Imam Malik menggunakan al-Qur’an sebagai sumber pertama dalam menyelesaikan suatu hukum karena al-Qur’an itu baik lafal dan maknanya bersumber langsung dari Allah, sedangkan Rasul itu hanya membaca dan menyampaikan saja.[15]
2. Sunnah
Menurut para ahli ushul fiqh sunnah adalah semua yang berkaitan dengan masalah hukum yang dinisbahkan kepada Rasulullah saw, baik perkataan, perbuatan, maupun sikap

10
beliau terhadap suatu peristiwa.[16]Dalam berpegang kepada sunnah sebagai dasar hukum, Imam Malik mengikuti cara yang dilakukannya dalam berpegang kepada al-Quran.

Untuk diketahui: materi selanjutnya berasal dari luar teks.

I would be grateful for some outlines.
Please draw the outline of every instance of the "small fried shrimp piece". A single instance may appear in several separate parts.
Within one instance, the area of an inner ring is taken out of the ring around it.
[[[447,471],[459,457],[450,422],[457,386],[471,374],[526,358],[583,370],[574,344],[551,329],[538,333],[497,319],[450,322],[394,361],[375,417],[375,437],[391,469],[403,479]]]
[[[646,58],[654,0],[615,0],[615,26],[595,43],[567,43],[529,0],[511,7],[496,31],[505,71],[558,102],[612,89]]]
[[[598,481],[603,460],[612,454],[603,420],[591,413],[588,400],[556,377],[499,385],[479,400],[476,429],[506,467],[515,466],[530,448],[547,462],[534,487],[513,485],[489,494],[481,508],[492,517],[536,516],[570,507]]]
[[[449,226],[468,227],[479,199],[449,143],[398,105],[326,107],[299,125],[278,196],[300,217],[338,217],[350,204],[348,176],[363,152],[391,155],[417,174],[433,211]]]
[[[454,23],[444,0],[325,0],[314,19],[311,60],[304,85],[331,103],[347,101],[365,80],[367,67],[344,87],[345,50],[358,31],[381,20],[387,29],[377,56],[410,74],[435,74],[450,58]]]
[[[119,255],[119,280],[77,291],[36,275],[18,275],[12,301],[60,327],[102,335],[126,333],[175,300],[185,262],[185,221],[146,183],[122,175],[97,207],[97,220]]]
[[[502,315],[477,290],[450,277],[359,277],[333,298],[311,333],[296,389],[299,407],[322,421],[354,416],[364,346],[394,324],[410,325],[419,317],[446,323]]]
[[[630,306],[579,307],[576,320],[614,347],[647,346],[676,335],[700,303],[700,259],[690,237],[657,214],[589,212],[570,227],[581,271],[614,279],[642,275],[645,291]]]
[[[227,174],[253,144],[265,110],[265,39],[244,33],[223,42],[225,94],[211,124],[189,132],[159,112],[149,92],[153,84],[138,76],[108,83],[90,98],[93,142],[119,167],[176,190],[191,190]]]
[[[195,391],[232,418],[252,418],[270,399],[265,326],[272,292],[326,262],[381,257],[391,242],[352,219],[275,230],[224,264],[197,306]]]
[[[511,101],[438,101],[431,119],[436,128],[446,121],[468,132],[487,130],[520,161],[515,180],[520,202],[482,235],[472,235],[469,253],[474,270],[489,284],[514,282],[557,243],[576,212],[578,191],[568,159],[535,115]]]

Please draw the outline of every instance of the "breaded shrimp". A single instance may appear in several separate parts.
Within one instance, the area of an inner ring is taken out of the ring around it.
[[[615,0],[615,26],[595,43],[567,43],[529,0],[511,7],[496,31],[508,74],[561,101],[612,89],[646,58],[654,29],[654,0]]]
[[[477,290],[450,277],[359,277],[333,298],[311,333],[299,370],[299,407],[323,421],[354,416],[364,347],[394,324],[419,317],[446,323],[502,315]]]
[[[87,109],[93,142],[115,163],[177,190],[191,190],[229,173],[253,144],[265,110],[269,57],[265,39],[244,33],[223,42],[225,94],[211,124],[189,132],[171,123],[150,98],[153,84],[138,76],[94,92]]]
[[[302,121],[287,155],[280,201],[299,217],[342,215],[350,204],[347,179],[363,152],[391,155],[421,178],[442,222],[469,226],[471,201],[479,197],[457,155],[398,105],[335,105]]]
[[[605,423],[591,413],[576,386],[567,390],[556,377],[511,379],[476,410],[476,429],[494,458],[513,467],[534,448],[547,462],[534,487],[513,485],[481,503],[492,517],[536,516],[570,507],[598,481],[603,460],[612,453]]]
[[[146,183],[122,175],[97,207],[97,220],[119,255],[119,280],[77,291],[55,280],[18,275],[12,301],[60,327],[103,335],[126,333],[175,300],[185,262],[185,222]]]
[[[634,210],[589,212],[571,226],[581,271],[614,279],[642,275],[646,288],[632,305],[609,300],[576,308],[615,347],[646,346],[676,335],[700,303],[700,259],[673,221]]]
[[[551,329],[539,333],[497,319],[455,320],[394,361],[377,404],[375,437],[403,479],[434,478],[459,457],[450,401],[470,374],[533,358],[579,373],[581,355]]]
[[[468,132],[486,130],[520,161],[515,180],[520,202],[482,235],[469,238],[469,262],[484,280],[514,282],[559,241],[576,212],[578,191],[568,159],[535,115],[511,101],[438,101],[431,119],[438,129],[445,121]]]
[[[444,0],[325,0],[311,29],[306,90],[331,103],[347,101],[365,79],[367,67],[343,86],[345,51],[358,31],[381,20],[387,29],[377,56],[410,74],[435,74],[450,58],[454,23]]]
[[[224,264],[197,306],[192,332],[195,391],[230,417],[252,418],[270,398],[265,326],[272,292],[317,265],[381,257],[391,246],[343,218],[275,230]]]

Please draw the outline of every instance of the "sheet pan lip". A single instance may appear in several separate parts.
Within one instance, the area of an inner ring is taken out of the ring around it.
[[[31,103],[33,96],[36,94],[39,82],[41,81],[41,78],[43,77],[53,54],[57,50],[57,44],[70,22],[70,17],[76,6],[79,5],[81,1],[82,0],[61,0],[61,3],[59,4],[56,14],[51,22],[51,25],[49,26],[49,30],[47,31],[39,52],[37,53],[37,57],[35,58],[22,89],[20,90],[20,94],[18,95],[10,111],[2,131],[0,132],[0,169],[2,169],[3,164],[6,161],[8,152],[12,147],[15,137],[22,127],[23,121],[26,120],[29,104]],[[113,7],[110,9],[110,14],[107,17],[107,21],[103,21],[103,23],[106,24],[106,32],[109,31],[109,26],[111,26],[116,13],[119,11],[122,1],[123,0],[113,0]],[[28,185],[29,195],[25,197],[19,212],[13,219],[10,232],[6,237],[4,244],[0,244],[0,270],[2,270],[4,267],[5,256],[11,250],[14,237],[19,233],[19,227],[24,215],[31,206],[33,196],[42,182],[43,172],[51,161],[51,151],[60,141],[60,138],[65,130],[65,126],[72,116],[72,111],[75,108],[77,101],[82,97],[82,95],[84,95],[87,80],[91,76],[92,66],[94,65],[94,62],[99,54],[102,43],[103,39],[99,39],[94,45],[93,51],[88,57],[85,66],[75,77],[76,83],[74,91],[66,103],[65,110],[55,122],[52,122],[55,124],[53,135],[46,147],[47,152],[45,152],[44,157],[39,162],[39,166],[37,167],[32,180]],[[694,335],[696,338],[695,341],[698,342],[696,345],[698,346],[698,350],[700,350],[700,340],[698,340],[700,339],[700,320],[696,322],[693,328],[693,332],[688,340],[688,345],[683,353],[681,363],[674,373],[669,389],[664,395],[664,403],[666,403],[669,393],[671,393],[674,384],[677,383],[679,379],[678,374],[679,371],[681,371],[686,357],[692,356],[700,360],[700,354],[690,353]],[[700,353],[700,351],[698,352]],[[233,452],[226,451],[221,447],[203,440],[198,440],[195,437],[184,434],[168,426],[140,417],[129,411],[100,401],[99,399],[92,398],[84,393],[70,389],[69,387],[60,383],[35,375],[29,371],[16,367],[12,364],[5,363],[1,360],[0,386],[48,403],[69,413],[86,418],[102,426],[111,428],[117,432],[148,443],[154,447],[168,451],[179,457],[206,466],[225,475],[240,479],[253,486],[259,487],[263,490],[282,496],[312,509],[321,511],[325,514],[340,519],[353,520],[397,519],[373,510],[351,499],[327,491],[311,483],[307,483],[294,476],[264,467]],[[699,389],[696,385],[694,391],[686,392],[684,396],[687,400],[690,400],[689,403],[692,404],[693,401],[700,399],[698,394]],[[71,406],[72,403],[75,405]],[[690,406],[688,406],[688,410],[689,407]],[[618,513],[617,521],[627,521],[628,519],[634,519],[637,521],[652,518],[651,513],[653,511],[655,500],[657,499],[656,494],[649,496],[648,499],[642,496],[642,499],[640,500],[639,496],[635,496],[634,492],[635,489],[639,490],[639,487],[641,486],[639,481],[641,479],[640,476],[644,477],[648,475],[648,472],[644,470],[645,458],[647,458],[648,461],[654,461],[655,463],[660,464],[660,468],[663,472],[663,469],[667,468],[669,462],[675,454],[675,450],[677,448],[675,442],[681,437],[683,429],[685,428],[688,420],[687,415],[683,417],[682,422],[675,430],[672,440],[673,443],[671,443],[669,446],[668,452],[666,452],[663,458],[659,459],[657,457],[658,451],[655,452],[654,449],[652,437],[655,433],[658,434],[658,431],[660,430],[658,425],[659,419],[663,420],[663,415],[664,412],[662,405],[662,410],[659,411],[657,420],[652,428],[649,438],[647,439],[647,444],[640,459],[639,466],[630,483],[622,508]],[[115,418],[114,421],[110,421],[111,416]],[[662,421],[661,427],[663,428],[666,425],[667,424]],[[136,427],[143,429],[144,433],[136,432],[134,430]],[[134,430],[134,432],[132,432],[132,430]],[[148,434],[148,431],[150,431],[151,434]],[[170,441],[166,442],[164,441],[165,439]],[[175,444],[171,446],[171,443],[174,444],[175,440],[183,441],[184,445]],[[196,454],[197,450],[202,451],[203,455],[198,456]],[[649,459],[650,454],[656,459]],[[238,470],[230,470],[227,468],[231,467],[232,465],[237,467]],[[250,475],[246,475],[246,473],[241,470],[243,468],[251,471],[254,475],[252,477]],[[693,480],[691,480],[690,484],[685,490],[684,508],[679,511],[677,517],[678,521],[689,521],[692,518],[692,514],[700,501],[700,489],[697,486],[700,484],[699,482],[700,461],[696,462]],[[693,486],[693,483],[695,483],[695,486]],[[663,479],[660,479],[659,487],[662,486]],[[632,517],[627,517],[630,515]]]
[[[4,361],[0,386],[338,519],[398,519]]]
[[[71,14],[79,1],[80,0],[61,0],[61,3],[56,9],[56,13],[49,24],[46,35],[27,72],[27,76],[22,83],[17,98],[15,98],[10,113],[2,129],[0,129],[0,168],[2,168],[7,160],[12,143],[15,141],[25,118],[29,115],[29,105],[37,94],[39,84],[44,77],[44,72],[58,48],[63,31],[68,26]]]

Apabila
dalil Syar’i menghendaki adanya penta’wilan, maka yang dijadikan pegangan adalah arti ta’wil tersebut. Apabila terdapat pertentangan antara ma’na zhahir alquran dengan ma’na yang terkandung dalam sunnah, sekalipun zhahir (jelas), maka yang dipegang adalah ma’na zhahir al-quran. Tetapi apabila ma’na yang dikandung oleh al-sunnah tersebut dikuatkan oleh ijma’ ahl-Madinah, maka ia lebih mengutamakan makna yang terkandung dalam sunnah daripada zhahir al- Quran (sunnah yang dimaksut disini adalah sunnah al-Mutawatirah atau almasyurah). Sunnah yang digunakan Imam Malik :
    1.     Sunnah Mutawatir.
    2.     Sunnah Masyhur, yaitu baik kemasyhurannya itu di tingkat tabi’in ataupun tabi’ at-tabi’in. tingkat kemasyhuran setelah generasi tersebut di atas tidak dapat dipertimbangkan lagi.
    3.     Khabar ahad, yang didahului atas praktek penduduk Madinah dan qiyas. Akan tetapi kadang-kadang khabar ahad bisa tertolak oleh qiyas dan maslahat.
Imam Malik menggunakan as-Sunnah setelah al-Qur’an, karena Sunnah itu berfungsi sebagai penjelas atau mengkhususkan yang umum dari al-Qur’an, menambah hukum-hukum yang ada dalam al-Qur’an dan memberi hokum tersendiri yang tidak terdapat dalam al-Qur’an.[17]
Maka dari itu Imam Malik menjadikan as-Sunnah sebagai hukum atau dalil setelah al-Qur’an.
3. Ijma’ alh-Madinah
Jumhur ulama berpendapat ijma’ merupakan hujjah yang bersifat Qath’i(pasti), artinya merupakan dasar penetapan hukum yang bersifat mengikat dan wajib dipatuhi dan diamalkan. Itulah sebabnya jumhur ulama menempatkan ijma’sebagai sumber dalil hukum yang ketiga setelah al-quran dan sunnah.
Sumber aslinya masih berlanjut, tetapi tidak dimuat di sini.